Still, that doesn't change the fact that so much of the night is dedicated to wrestling that feels inconsequential. It's important for Charlotte and The Miz—in a genuinely great finish to his match—to qualify for the Money in the Bank ladder match, but there's hardly anything in their segments that necessitate watching. You could just as easily read this recap, and the results at the bottom, and get everything you need to know. That kind of blasé character work is why SmackDown Live is struggling right now. The show's top stars aren't being given enough to creatively work with, and that means a rather stagnant show each and every week.
Rusev Day crushes the YES Movement
The rest of the night follows a pretty predictable pattern. Cesaro and Xavier Woods square off because there's no other way for tag teams to build a feud than by wrestling each other individually. SmackDown's mistreatment of Becky Lynch continues as she loses to Mandy Rose, and I should end the sentence there before this becomes rage manifesting as a flurry of nonsensical consonants and vowels. There's a strange Bludgeon Brothers video about toys, and a number of selfie promos from people who want to qualify for the Money in the Bank ladder match, because WWE loves to tell more than show.
With all of that said, the main event is genuinely compelling. Not only does Daniel Bryan wrestle an incredibly energetic, hard-hitting match against Rusev, he loses in the process. Let's lay this out in no uncertain terms: Rusev gets a clean win over Daniel Bryan and advances to the Money in the Bank ladder match. It's a result that's the very definition of conflicted feelings, as Rusev certainly deserves the spot and the win, and yet it comes against the most over, powerful, dynamic babyface SmackDown Live has.

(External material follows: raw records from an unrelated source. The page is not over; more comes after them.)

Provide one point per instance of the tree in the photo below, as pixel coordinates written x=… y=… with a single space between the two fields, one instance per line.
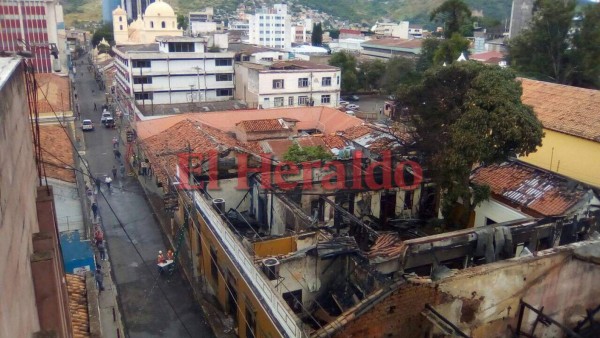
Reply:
x=106 y=32
x=182 y=21
x=454 y=13
x=316 y=38
x=310 y=153
x=398 y=71
x=450 y=49
x=542 y=50
x=465 y=114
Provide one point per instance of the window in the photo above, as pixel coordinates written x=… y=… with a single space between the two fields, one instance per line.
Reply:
x=142 y=79
x=141 y=63
x=303 y=82
x=225 y=92
x=222 y=62
x=277 y=84
x=143 y=96
x=224 y=77
x=302 y=100
x=214 y=270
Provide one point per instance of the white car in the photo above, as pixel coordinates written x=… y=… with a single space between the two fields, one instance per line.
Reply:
x=87 y=125
x=105 y=116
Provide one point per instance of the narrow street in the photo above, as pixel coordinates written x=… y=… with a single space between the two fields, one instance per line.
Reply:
x=151 y=305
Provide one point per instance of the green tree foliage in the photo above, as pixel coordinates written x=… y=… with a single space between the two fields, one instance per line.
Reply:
x=455 y=14
x=465 y=114
x=398 y=71
x=311 y=153
x=450 y=49
x=348 y=64
x=182 y=21
x=316 y=38
x=543 y=50
x=106 y=32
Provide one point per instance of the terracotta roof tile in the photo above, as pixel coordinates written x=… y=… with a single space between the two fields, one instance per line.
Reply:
x=543 y=193
x=57 y=152
x=78 y=306
x=261 y=125
x=570 y=110
x=56 y=89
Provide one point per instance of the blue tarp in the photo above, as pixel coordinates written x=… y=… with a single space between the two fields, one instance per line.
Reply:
x=78 y=255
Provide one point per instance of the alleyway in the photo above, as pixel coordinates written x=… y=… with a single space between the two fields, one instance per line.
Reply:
x=151 y=306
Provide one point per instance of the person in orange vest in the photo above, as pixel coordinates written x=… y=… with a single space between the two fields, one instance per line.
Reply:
x=160 y=259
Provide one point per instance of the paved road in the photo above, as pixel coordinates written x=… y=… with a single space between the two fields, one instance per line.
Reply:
x=146 y=311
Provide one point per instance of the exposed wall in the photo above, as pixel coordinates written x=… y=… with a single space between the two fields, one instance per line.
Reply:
x=568 y=155
x=484 y=301
x=18 y=217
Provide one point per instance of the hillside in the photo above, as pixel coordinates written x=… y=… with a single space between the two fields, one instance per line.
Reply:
x=367 y=11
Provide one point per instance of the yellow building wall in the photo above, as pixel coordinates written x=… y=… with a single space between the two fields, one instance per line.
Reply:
x=568 y=155
x=245 y=297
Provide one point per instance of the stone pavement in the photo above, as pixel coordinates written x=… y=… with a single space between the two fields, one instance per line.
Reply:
x=151 y=305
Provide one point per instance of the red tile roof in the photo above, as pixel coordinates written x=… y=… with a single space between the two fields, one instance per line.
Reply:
x=57 y=152
x=56 y=89
x=539 y=192
x=566 y=109
x=261 y=125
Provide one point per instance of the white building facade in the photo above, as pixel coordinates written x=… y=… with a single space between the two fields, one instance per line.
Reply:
x=271 y=27
x=287 y=84
x=174 y=70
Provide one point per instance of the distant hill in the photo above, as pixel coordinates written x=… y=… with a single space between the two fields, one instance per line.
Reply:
x=365 y=11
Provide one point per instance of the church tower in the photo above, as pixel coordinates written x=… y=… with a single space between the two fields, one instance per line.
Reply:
x=120 y=29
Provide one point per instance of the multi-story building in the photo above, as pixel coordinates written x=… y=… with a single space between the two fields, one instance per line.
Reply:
x=271 y=27
x=36 y=26
x=287 y=84
x=175 y=70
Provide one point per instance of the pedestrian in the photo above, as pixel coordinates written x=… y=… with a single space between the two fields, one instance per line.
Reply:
x=102 y=250
x=98 y=183
x=107 y=180
x=95 y=210
x=99 y=280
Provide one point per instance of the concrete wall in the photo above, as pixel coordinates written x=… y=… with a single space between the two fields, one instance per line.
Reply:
x=568 y=155
x=18 y=217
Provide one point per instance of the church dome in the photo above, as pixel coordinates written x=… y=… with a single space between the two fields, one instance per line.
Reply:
x=159 y=8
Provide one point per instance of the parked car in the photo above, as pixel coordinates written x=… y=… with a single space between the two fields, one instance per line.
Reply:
x=105 y=116
x=109 y=122
x=87 y=125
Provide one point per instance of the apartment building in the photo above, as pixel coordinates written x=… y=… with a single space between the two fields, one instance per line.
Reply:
x=271 y=27
x=175 y=70
x=36 y=26
x=287 y=84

Once the shock wears off though, this feels like a welcome swerve. As I said, Rusev deserves the spot, and he'll be a good fit alongside the other ladder match participants, and the promise of him winning will surely get the PPV crowd fired up. More than that though, this gives Daniel Bryan some adversity to work against, forcing him to work harder to get back to the top, and in the meantime the Miz can use any losses as fuel for their impending feud. This is a complacent, predictable show, so a surprise ending is a welcome sight.
- Paige is still finding her groove on the mic as a GM, but I love her calling the finish to Styles-Nakamura at Backlash a "low blow confrontation."
- For the record: waffles > pancakes. Sorry, New Day.
- Mandy Rose fired up WWE 2k18 and chose the Mike and Maria Kanellis entrance package, but with worse music.
- Love the image of Woods bleeding from the mouth, blood running down his arm, at the end of his match with Cesaro.
The Miz defeated Jeff Hardy (Money in the Bank qualifier); Charlotte defeated Peyton Royce (Money in the Bank qualifier); Cesaro defeated Xavier Woods; Mandy Rose defeated Becky Lynch; Rusev defeated Daniel Bryan (Money in the Bank qualifier).